Esteban Goti
A favor del rey
Juan Carlos I ha cumplido de forma exquisita todo lo que constitucionalmente se esperaba de él, y contrbuyó a construir una España auténticamente libre
Guardar silencio es una opción; manifestar lo que se cree verdad, también. Así, escogiendo esta última alternativa, entiendo que es imprescindible que el país recuerde quién ha sido Juan Carlos I . Paulatinamente, como quien va llenando una playa con pequeñas partículas de mentira, ... se ha introducido en España una visión distorsionada e interesada sobre nuestra Monarquía y Democracia. La Corona española sorteó las más difíciles circunstancias, para servir al propósito de hacer posible un sistema constitucional y parlamentario. En ese contexto, Juan Carlos de Borbón llegó por primera vez a España a la edad de diez años, en noviembre de 1948. Probablemente no sabía muy bien el motivo, y no tuvo más remedio que aceptarlo. Atrás dejaba a su familia, y, unos pocos hombres en blanco y negro, le esperaban para darle una educación ‘apropiada’. Quien fuese después Juan Carlos I, viajó abundantemente entre Estoril (residencia de su padre en el exilio) y Madrid, donde esperaba Franco para recibir y dar detalles. Un eficaz modo de tortura.

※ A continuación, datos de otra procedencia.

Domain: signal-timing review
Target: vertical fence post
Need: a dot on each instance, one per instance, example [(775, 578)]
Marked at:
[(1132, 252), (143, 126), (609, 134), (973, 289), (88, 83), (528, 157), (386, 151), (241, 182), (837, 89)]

El papel de aquel niño, nacido en tierra extraña, fue ése; ir de aquí para allá, dando cuenta de lo que escuchaba, aprendía y veía. El hecho de que en 1947 se aprobase la Ley de Sucesión a título de Rey, no le dejaba margen de maniobra. Su padre, el Conde de Barcelona, buscaba una España monárquica de signo democrático, y, Franco, por su parte, tenía claro que diseñaría otro tipo de Monarquía. He aquí el terreno de juego en el que Juan Carlos tuvo que moverse. En julio de 1969, Juan Carlos de Borbón era nombrado sucesor del dictador, con título real. Fue el momento de mayor tensión entre el joven Príncipe y su padre, Don Juan. La Monarquía del Conde de Barcelona tenía una oportunidad, pero no se realizaría bajo su persona. Juan Carlos lo sabía, y el Rey exiliado empezó a aceptarlo. Hasta aquel momento todo le había sido dirigido a Juan Carlos, y, sin embargo, desde el instante en que la Corona le aguardaba de forma casi segura, tuvo cierta capacidad de proyectar el futuro por sí mismo.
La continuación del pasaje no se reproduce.